Horticulture Research 11,
Article number: uhae068 (2024)
doi: https://doi.org/10.1093/hr/uhae068
Views: 1680

Received: 26 Nov 2023
Accepted: 21 Feb 2024
Published online: 02 Mar 2024

Abstract

Salinity stress causes serious damage to crops worldwide, limiting plant production. However, the metabolic and molecular mechanisms underlying the response to salt stress in rose (Rosa spp.) remain poorly studied. We therefore performed a multi-omics investigation of Rosa hybrida cv. Jardin de Granville (JDG) and Rosa damascena Mill. (DMS) under salt stress to determine the mechanisms underlying rose adaptability to salinity stress. Salt treatment of both JDG and DMS led to the buildup of reactive oxygen species (H2O2). Palisade tissue was more severely damaged in DMS than in JDG, while the relative electrolyte permeability was lower and the soluble protein content was higher in JDG than in DMS. Metabolome profiling revealed significant alterations in phenolic acid, lipids, and flavonoid metabolite levels in JDG and DMS under salt stress. Proteome analysis identified enrichment of flavone and flavonol pathways in JDG under salt stress. RNA sequencing showed that salt stress influenced primary metabolism in DMS, whereas it substantially affected secondary metabolism in JDG. Integrating these datasets revealed that the phenylpropane pathway, especially the flavonoid pathway, is strongly enhanced in rose under salt stress.

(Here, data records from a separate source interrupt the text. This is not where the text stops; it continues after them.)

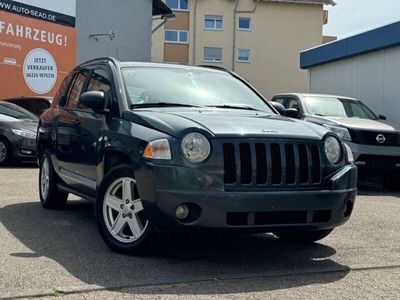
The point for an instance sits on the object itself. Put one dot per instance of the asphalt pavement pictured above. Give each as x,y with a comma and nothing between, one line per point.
60,254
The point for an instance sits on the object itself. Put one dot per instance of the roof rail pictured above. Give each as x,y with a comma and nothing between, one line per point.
105,58
216,68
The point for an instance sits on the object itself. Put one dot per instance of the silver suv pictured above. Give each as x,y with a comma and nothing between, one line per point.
374,142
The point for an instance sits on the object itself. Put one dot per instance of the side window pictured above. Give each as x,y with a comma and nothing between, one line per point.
279,100
293,103
101,81
76,90
60,97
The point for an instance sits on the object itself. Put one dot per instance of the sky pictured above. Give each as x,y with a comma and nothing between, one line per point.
350,17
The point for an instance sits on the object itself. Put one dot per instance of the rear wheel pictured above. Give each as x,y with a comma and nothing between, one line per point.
50,196
5,152
308,236
120,213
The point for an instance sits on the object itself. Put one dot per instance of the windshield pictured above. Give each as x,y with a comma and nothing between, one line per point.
181,87
16,112
335,107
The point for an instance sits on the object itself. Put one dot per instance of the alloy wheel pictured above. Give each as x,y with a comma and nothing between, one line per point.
122,211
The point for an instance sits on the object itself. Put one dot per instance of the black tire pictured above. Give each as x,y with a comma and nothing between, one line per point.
142,244
54,199
5,146
309,236
391,183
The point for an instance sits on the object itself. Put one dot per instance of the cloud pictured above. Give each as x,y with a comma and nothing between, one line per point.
350,17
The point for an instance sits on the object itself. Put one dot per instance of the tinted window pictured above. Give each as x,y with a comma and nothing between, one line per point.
101,81
76,90
60,97
189,87
293,103
279,100
16,112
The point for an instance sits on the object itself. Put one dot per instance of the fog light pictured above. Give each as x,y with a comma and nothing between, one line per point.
182,212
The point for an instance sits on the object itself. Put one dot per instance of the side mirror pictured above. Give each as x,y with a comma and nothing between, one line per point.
292,113
94,100
279,107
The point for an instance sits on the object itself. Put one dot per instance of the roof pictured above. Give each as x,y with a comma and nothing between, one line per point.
160,8
373,40
300,95
326,2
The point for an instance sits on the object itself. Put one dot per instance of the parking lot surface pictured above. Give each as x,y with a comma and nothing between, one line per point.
60,253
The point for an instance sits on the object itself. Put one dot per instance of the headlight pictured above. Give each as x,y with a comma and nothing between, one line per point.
24,133
333,150
195,147
158,149
342,132
350,157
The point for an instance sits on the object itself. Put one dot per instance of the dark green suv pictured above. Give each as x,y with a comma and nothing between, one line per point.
165,147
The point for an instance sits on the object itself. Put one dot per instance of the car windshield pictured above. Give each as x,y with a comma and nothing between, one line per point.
185,87
336,107
16,112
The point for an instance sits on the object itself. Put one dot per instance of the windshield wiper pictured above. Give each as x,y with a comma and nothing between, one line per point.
233,106
161,104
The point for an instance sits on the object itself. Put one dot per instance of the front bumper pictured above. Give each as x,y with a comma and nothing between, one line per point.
265,210
379,159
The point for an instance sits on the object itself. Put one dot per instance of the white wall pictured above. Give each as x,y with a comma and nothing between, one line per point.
374,78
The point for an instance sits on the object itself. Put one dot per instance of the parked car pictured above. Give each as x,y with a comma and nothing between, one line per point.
17,133
168,147
36,105
375,143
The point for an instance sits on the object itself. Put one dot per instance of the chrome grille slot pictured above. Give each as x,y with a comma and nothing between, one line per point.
261,164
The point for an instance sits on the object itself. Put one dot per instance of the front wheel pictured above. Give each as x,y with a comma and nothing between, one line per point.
120,213
308,236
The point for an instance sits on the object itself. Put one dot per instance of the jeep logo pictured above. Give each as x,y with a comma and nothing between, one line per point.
380,138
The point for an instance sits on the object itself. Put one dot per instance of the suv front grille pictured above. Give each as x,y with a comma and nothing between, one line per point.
272,164
370,138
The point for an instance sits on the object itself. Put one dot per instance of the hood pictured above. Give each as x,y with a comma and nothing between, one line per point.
220,123
20,124
354,123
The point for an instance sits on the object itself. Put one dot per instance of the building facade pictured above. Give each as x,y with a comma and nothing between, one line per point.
121,29
365,66
258,39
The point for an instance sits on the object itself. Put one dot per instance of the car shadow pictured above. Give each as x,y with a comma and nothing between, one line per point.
70,238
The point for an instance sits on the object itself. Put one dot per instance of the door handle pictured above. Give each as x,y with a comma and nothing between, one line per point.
76,122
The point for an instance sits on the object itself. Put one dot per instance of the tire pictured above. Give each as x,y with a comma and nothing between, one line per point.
5,152
309,236
50,196
119,213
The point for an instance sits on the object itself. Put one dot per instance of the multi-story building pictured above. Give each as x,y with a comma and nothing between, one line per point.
258,39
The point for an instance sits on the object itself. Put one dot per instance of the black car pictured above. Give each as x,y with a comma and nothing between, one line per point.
34,104
167,147
17,134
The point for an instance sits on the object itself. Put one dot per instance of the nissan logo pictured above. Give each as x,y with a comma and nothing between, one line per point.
380,138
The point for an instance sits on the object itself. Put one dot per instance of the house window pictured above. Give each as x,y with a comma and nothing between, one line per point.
244,23
178,4
213,23
243,55
176,36
212,54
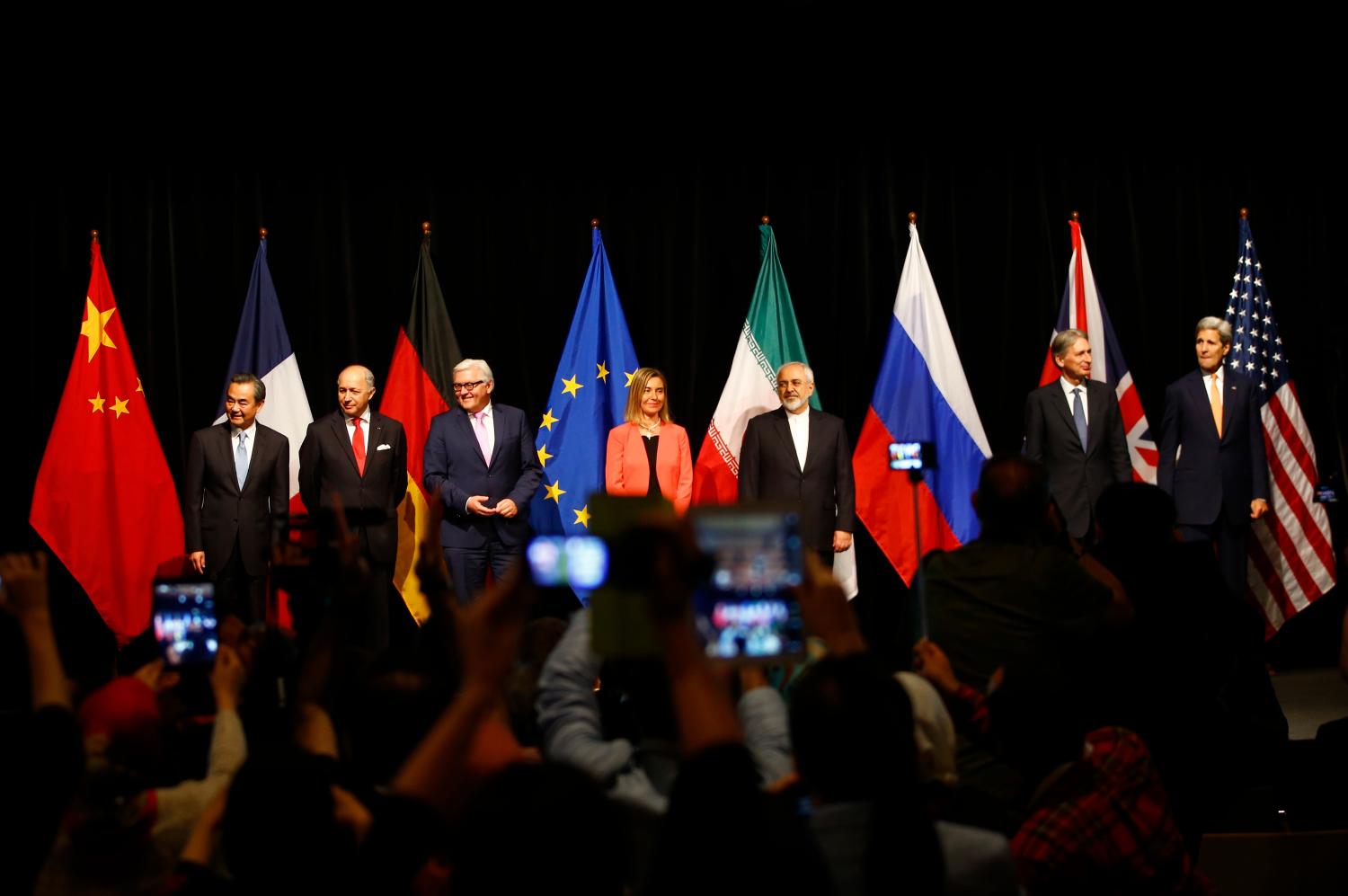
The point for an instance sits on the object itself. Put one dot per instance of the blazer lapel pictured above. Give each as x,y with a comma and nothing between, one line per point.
466,428
784,430
1199,391
226,454
1228,402
339,423
1060,402
1095,412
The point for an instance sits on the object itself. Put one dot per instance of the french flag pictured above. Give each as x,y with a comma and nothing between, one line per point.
1083,310
263,348
919,396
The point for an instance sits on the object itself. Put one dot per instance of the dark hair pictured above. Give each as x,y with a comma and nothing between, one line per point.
852,731
245,379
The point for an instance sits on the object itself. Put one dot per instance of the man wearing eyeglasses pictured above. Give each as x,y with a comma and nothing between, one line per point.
480,461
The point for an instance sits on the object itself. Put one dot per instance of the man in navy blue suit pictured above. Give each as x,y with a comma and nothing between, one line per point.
480,461
1212,453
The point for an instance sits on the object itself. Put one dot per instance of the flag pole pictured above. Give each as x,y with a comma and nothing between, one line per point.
914,480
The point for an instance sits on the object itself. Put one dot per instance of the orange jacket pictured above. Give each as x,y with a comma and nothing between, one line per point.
627,470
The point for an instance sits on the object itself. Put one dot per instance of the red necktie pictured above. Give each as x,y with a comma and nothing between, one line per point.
358,445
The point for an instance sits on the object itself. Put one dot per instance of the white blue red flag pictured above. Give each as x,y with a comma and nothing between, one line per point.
1083,310
919,396
1291,555
262,348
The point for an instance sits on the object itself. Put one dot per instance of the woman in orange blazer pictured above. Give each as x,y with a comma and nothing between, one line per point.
650,454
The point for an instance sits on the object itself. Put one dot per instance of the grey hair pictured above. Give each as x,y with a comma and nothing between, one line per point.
1220,325
245,379
809,374
1064,342
369,375
474,363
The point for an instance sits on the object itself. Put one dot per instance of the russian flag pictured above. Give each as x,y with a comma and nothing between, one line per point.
1083,310
919,396
262,348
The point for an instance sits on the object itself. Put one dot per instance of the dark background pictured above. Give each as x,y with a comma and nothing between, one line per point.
511,243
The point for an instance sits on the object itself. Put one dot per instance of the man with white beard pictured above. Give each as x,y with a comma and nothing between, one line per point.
803,456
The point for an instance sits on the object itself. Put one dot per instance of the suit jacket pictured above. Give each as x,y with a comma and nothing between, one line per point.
328,466
1205,475
627,470
824,489
1078,475
456,470
216,512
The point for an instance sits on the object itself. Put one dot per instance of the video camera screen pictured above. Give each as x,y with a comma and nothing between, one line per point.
746,610
185,621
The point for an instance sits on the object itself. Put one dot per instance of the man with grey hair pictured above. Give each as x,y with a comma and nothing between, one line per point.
360,457
480,461
1073,426
803,456
1212,453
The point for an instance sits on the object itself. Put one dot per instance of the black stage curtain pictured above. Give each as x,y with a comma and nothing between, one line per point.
511,242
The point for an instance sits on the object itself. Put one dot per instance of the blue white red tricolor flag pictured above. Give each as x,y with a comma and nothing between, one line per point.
262,348
919,396
1291,555
1083,310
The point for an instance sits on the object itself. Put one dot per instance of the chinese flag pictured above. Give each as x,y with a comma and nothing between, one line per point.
104,500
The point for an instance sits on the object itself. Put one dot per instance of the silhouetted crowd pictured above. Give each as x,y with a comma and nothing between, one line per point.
1073,721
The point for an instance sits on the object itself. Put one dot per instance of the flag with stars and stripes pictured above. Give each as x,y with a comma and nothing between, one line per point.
588,399
1291,558
1083,309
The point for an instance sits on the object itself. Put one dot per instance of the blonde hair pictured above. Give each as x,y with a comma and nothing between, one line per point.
638,388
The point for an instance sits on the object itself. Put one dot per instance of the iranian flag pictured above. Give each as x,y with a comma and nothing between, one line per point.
768,339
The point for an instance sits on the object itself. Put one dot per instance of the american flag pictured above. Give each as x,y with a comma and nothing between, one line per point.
1291,558
1084,310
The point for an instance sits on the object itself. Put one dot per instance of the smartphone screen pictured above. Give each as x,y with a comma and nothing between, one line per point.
905,456
185,621
579,562
746,612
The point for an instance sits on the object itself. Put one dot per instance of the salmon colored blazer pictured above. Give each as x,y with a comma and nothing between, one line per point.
627,470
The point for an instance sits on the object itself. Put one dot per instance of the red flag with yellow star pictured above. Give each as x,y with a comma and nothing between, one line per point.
104,500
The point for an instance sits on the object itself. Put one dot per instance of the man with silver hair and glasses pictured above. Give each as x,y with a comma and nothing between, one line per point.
803,456
482,464
1073,426
1212,453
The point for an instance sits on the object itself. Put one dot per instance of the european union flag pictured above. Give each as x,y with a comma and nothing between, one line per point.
587,401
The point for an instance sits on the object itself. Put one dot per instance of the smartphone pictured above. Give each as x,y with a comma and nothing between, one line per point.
579,562
744,610
185,621
911,456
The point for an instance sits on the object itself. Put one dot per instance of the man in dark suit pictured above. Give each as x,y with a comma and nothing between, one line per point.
361,457
237,480
1212,453
482,462
803,456
1073,426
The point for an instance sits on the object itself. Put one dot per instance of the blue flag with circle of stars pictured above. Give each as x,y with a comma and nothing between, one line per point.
587,401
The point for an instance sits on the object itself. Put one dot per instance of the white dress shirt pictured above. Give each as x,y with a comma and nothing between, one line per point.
364,431
800,425
1067,390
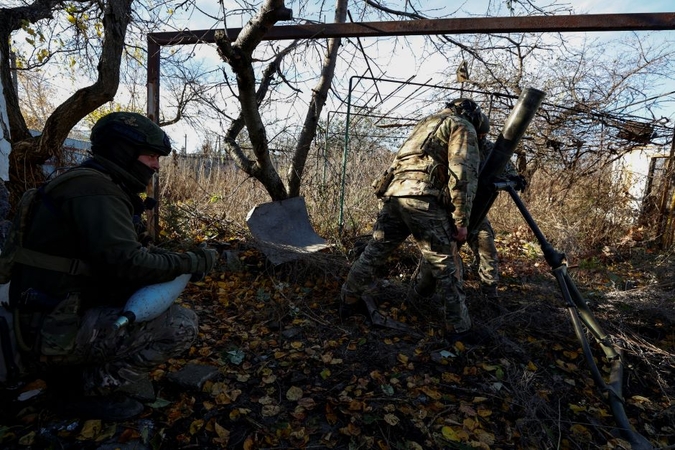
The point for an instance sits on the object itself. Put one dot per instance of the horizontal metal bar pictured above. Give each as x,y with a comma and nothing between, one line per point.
474,25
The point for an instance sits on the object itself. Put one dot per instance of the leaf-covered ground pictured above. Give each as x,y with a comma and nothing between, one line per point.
292,375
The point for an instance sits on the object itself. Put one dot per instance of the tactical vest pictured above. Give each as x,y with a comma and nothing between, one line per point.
14,251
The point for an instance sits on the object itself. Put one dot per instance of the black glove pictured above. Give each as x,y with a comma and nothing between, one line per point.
520,182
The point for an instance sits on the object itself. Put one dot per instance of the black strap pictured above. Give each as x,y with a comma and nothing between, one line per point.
33,258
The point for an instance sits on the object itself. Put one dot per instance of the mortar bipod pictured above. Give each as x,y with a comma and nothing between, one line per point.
580,313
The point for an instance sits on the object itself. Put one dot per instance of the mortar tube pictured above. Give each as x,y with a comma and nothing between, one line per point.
514,129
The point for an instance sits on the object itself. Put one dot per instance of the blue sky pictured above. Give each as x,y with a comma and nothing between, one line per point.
406,65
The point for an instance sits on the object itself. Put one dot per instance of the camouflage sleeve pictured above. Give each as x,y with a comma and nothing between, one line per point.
463,165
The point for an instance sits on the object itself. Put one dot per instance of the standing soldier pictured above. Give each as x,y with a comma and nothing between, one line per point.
74,257
482,240
427,192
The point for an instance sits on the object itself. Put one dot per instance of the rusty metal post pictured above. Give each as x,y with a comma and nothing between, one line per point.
665,226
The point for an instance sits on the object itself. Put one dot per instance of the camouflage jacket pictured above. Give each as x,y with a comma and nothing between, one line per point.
440,156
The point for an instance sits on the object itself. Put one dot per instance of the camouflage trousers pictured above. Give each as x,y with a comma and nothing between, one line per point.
110,359
486,261
430,225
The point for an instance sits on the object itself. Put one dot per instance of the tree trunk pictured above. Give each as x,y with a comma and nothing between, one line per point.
29,153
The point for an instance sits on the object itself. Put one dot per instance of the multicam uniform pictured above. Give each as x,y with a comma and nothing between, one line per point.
436,170
482,240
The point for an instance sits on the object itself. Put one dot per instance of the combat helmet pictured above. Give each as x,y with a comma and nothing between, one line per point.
468,109
141,133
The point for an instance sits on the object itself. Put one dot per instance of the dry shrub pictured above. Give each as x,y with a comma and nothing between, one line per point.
212,197
579,219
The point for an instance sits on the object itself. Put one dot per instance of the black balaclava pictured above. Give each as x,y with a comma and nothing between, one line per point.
121,159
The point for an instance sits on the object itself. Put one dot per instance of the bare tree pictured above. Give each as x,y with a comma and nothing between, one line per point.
29,152
239,55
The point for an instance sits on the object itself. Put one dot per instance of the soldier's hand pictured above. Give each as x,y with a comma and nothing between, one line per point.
460,235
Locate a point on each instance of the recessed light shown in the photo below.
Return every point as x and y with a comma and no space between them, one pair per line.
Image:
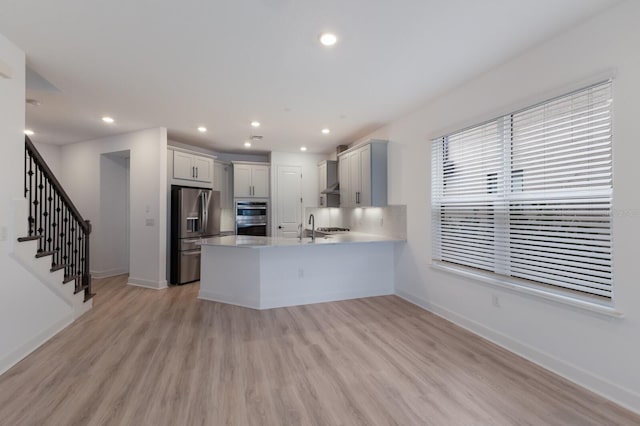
328,39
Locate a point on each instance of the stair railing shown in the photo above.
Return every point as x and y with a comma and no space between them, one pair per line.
55,220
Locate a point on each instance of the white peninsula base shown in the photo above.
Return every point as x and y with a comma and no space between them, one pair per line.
272,275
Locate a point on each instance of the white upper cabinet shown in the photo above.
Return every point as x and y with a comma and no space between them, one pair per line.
363,175
222,181
250,180
327,178
193,167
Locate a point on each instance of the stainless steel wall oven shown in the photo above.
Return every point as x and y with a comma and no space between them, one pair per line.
252,218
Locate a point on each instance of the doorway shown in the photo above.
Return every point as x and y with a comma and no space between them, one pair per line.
111,256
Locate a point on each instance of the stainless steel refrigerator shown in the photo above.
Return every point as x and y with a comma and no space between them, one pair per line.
195,214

Consistent with this, weighted gene coexpression network analysis (WGCNA) identified the key regulatory gene chalcone synthase 1 (CHS1), which is important in the phenylpropane pathway. Moreover, luciferase assays indicated that the bHLH74 transcription factor binds to the CHS1 promoter to block its transcription. These results clarify the role of the phenylpropane pathway, especially flavonoid and flavonol metabolism, in the response to salt stress in rose.